# Microwave Recall.



## z06 (Jun 14, 2009)

Just received a recall letter from Keystone on our 2010 230RS concerning the microwave. They included the affected serial numbers. Asked us to check serial number and if it falls in the range call dealer to setup replacment. Funny thing is that you have to remove the microwave to get the serial number. Maybe I can get the dealer to just let me a replacment and I will reinstall it since I have it out now to get serial number. It is in the affected range. Letter mentioned one hour for dealer to replace. Hope Keystone is not paying one hour labor to remove 4 screws and reinstall same 4 screws. That cost more than the microwave .


----------



## jetjane (Feb 8, 2007)

Could you post some details of the recall? There is nothing showing on the Keystone website yet.


----------



## PCMODad (Jun 15, 2009)

I got a call from Liberty RV about this. They said it was a problem with MiChef microwaves in 2010 model year Outbacks. The problem is that the front glass might fall out of the microwave and bump your noggin. They said the serial numbers were between 1000001 and 1000756.
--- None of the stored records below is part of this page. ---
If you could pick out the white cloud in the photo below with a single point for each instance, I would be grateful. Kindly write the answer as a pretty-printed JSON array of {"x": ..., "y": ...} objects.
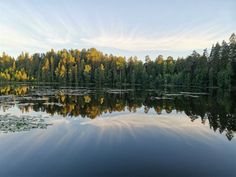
[{"x": 145, "y": 44}]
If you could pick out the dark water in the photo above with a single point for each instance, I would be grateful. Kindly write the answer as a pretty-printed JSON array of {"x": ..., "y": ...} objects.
[{"x": 75, "y": 131}]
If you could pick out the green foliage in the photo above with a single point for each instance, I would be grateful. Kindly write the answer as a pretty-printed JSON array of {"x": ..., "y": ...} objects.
[{"x": 92, "y": 66}]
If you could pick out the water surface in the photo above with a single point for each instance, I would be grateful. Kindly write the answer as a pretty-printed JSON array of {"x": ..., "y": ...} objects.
[{"x": 79, "y": 131}]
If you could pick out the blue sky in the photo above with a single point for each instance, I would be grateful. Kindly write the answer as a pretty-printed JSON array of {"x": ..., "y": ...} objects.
[{"x": 120, "y": 27}]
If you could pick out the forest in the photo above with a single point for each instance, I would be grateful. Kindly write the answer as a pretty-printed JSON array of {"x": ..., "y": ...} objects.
[{"x": 216, "y": 68}]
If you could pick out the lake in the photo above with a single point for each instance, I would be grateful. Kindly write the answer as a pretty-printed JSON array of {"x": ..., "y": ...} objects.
[{"x": 81, "y": 131}]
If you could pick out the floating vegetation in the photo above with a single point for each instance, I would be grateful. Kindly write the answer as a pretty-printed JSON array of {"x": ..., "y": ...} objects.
[{"x": 12, "y": 123}]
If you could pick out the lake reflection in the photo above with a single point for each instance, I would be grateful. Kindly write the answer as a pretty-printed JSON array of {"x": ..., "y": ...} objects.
[{"x": 113, "y": 132}]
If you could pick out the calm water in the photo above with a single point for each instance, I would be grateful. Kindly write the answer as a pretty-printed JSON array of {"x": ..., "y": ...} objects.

Here is more info I found through a Google search: http://recallcast.com/recalls/2009/jul/30/...ment-09v311000/


----------



## PCMODad (Jun 15, 2009)

Here's more info. The web address is longer, so it must be more accurate, right?









http://www-odi.nhtsa.dot.gov/cars/problems...htype=DrillDown

Vehicle Make / Model: Model Year(s): 
KEYSTONE / BULLET 2010
KEYSTONE / LAREDO 2010
KEYSTONE / OUTBACK 2010
KEYSTONE / PASSPORT 2010
KEYSTONE / SPRINTER 2010
--------------------------------------------------------------------------------

NHTSA CAMPAIGN ID Number: 09V311000

*Summary: 
*KEYSTONE RV IS RECALLING CERTAIN MODEL YEAR 2010 RECREATIONAL VEHICLES MANUFACTURED FROM MAY 12 THROUGH JUNE 19, 2009. THE GLASS MAY NOT BE PROPERLY ADHERED TO THE DOOR IN CERTAIN MICHEF BRAND MODEL EM925RZT MICROWAVE OVENS. ONLY THOSE VEHICLES WITH THE FOLLOWING MICHEF MICROWAVE SERIAL NUMBER RANGE 1363901000001 AND 1353901000756 ARE INCLUDED IN THE RECALL.

*Consequence: 
*THE MICROWAVE IS INSTALLED IN AN OVERHEAD CABINET. THE GLASS COULD FALL OUT AND INJURE A NEARBY PERSON.

*Remedy: 
*KEYSTONE RV WILL NOTIFY OWNERS AND REPLACE THE MICROWAVE FREE OF CHARGE. THE SAFETY RECALL IS EXPECTED TO BEGIN DURING AUGUST 2009. OWNERS MAY CONTACT KEYSTONE CUSTOMER SERVICE AT 1-866-425-4369.

*Notes: 
*KEYSTONE'S RECALL CAMPAIGN NO. 09-123. OWNERS MAY ALSO CONTACT THE NATIONAL HIGHWAY TRAFFIC SAFETY ADMINISTRATION'S VEHICLE SAFETY HOTLINE AT 1-888-327-4236 (TTY 1-800-424-9153), OR GO TO HTTP://WWW.SAFERCAR.GOV .


----------